Imprenditori stanchi, studi del prof Carlini sulle patologie aziendali.

Recentemente vengo in contatto più frequentante rispetto al passato, con imprenditori stanchi. Chi è questo soggetto? Si tratta di belle figure dell’imprenditoria italiana, che hanno segnato un’epoca. La loro età si colloca tra i 50 e i 60 anni. Sono pieni di vita, progetti e idee, ma quando vengono posti di fronte al nuovo si spaventano. Mi spiego. Finché “il nuovo” percorre le strade già note va tutto bene. Nel caso questo “nuovo” fosse assoluta novità, l’imprenditore si stanca!

Per assoluta novità si parla di:

  • smettere d’essere solo commerciali e passare anche all’ingegnerizzazione;
  • brevettare le innovazioni create;
  • lanciare sul mercato questo nuovo stato dell’arte;
  • vendere soluzioni al posto dei solo prodotti;
  • ingegnerizzare il singolo prodotto con soluzioni mai adottate.
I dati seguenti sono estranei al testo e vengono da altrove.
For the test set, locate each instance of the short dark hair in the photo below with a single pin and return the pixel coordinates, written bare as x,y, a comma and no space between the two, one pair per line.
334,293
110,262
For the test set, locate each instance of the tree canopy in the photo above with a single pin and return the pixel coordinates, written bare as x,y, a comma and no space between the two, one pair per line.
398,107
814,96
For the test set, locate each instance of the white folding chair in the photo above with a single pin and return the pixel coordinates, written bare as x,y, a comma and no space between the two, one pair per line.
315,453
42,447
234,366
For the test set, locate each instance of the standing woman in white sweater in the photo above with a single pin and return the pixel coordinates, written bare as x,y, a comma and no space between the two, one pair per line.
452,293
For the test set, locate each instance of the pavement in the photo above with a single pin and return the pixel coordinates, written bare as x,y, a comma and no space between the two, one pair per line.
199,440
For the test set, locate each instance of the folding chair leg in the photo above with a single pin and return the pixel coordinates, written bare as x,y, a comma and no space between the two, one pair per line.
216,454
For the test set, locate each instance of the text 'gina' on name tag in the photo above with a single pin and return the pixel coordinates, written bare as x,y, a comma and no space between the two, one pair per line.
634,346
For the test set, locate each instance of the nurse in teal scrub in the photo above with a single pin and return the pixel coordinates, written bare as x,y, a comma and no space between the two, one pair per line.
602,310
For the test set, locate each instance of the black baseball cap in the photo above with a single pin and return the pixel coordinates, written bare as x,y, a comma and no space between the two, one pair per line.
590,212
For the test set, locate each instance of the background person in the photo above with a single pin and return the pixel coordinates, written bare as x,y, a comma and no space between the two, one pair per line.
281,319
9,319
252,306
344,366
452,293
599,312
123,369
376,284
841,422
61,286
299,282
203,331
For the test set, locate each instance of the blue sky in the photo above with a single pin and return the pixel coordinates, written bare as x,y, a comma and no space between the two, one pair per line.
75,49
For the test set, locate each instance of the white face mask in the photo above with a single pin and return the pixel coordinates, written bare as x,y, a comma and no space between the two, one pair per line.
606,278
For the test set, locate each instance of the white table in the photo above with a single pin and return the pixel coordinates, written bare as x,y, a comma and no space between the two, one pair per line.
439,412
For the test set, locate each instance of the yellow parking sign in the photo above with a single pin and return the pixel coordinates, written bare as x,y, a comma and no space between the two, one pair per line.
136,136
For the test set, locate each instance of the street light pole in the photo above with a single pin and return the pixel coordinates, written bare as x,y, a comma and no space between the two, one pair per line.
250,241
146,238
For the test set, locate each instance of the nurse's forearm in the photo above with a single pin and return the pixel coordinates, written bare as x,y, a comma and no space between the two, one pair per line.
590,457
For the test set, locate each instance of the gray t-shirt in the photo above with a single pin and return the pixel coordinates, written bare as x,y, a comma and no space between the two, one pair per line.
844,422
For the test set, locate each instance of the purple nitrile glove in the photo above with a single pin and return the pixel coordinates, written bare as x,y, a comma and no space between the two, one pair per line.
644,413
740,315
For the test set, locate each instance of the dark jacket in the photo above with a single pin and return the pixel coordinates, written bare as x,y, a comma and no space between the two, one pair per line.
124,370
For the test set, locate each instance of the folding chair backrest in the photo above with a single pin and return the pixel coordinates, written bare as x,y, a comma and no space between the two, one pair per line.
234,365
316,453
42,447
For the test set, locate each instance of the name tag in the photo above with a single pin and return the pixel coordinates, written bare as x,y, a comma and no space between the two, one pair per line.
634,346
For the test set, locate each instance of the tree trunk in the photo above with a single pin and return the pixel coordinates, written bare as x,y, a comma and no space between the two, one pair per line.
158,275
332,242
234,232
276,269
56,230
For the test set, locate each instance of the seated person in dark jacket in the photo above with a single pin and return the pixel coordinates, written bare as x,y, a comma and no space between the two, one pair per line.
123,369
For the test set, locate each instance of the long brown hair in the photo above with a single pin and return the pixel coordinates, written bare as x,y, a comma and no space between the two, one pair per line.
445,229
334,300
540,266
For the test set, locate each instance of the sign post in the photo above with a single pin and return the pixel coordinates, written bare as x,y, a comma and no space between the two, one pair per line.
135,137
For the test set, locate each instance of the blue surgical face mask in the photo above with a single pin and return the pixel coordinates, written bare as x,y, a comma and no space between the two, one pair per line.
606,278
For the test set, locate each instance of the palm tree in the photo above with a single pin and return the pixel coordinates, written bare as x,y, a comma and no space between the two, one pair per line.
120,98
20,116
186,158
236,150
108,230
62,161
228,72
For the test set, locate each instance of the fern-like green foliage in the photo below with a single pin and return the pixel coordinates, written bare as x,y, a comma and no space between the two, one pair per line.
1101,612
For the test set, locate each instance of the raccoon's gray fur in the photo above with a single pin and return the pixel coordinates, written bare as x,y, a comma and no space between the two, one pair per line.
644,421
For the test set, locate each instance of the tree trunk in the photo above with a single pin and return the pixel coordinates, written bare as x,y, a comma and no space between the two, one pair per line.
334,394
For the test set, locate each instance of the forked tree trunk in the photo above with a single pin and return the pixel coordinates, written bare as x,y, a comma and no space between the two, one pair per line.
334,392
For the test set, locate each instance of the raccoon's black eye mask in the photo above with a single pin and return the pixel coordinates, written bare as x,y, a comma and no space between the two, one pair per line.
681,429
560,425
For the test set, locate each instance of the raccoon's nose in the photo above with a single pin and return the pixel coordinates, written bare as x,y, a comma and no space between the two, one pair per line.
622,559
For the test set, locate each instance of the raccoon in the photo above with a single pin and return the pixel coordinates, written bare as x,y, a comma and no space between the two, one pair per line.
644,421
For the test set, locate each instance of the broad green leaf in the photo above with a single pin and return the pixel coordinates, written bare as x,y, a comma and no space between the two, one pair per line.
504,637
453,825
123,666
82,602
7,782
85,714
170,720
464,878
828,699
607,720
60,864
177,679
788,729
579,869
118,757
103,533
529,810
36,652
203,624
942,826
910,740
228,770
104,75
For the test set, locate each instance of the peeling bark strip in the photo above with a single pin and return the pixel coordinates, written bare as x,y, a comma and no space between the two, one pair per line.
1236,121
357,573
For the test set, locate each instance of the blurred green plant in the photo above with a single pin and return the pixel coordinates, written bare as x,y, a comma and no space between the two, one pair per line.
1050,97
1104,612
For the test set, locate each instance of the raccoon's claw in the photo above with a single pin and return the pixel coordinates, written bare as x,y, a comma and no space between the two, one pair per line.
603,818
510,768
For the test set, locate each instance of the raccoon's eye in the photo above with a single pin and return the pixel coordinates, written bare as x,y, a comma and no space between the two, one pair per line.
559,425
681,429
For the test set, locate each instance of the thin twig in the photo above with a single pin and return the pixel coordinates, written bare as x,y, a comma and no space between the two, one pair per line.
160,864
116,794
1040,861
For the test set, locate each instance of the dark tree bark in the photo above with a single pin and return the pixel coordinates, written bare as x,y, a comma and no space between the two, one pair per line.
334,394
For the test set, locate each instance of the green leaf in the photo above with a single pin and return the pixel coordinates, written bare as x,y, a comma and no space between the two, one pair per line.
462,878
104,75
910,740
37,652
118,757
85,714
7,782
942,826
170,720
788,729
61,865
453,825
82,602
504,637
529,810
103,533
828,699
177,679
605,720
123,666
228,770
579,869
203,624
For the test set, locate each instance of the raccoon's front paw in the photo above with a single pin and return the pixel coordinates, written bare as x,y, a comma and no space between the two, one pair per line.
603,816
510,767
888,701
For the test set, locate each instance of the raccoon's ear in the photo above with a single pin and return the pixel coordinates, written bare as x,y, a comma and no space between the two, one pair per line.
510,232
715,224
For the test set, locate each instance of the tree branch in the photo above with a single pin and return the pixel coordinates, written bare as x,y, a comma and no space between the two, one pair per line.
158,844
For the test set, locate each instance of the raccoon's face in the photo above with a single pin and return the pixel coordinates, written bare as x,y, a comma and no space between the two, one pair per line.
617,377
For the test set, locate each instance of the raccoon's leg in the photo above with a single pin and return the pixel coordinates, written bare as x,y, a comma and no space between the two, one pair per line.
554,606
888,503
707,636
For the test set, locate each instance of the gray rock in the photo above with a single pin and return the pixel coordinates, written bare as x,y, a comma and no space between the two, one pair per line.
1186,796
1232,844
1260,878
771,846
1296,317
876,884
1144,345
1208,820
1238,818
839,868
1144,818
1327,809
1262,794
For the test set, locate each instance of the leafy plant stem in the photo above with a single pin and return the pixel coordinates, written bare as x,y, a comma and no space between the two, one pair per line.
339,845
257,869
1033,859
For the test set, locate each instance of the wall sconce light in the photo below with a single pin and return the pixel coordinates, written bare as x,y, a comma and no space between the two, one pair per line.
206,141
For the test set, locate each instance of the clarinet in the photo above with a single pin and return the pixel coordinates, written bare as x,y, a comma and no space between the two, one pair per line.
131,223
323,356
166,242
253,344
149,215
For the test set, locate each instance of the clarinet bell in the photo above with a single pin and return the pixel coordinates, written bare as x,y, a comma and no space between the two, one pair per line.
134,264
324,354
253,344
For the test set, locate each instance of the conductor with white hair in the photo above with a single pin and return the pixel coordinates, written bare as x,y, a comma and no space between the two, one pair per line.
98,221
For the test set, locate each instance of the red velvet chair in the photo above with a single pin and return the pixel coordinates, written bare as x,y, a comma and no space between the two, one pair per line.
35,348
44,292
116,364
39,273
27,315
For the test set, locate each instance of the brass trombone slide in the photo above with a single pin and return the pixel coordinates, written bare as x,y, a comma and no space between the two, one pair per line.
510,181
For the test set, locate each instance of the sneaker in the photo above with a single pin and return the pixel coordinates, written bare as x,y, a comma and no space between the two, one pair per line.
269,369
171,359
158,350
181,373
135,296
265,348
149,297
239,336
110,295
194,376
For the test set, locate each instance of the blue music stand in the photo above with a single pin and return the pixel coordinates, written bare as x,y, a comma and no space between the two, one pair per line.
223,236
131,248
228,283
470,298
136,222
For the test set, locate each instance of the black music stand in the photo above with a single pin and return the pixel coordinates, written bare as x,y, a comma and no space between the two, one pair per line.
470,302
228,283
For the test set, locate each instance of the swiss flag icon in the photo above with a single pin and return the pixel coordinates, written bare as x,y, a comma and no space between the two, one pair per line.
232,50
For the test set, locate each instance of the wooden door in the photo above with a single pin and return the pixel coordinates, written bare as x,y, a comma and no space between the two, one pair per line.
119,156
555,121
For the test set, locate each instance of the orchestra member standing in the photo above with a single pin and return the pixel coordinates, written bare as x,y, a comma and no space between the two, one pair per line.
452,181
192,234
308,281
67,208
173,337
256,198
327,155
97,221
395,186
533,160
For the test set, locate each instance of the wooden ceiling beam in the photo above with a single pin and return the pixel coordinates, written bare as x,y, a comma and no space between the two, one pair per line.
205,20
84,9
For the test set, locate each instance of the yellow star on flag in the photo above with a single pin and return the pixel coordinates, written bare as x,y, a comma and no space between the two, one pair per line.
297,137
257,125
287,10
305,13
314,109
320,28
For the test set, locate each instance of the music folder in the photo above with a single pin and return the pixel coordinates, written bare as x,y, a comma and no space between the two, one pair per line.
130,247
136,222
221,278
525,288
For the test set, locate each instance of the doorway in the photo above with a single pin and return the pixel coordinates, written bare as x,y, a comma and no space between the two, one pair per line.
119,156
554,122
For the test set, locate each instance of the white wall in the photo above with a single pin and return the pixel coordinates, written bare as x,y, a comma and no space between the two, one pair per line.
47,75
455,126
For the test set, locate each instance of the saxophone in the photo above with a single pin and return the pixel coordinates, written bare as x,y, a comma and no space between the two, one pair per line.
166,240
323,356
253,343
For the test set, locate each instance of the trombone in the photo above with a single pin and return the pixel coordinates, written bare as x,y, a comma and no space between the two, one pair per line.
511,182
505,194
Oppure già lanciate sul mercato, ma mai con l’apporto di specialisti di marketing;
  • avere un’interfaccia web che vada oltre il solo sito;
  • introdurre in squadra degli specialisti al posto del “faso tutto mì“. Si parla di un direttore di marketing. Un direttore commerciale. Un ingegnere. Un Direttore del personale dai 30 dipendenti in poi;
  • portarsi all’estero con frequenza, quindi internazionalizzarsi;
  • avere il coraggio di ricorrere alla finanza agevolata;
  • delocalizzare nel territorio nazionale (in Sicilia ad esempio);
  • smettere di fare le cose perchè abituati a muoversi solo in quel modo;
  • muoversi almeno con un piano di marketing;
  • applicare criteri di controllo della spesa collegati al piano di marketing;
  • discutere ogni mese gli scostamenti di fatturato dal budget;
  • imparare a considerarsi relativi al mercato;
  • imparare a saper utilizzare la pubblicità con criteri di sociologia dei consumi;
  • collocare la pubblicità in una TAM (tendenza annua mobile).

Ebbene, il rinnovamento aziendale impostato sulla novità assoluta, stanca le menti degli imprenditori maturi. Nasce il fenomeno degli imprenditori stanchi.  

Tutto sommato per gestire un’azienda, oggi, “serve la patente”. L’attuale generazione d’imprenditori non è neppure laureata, essendosi guadagnata i galloni per dirigere sul campo. Questa capacità è però un’arma a doppio taglio. Imparare dalla pratica spesso sterilizza la creatività anzichè renderla terribilmente pratica, in un mondo cambiato. E’ come star male e credere di potersi curare da soli.

Certamente serve un apporto professionale alle aziende, ma qui emerge un altro terribile limite.

Certo che servono specialisti, ma tali sono quelli con almeno 25 anni d’esperienza. Un direttore di marketing non è un giovane laureato! E’ direttore di marketing almeno un cinquantenne. La caccia è aperta.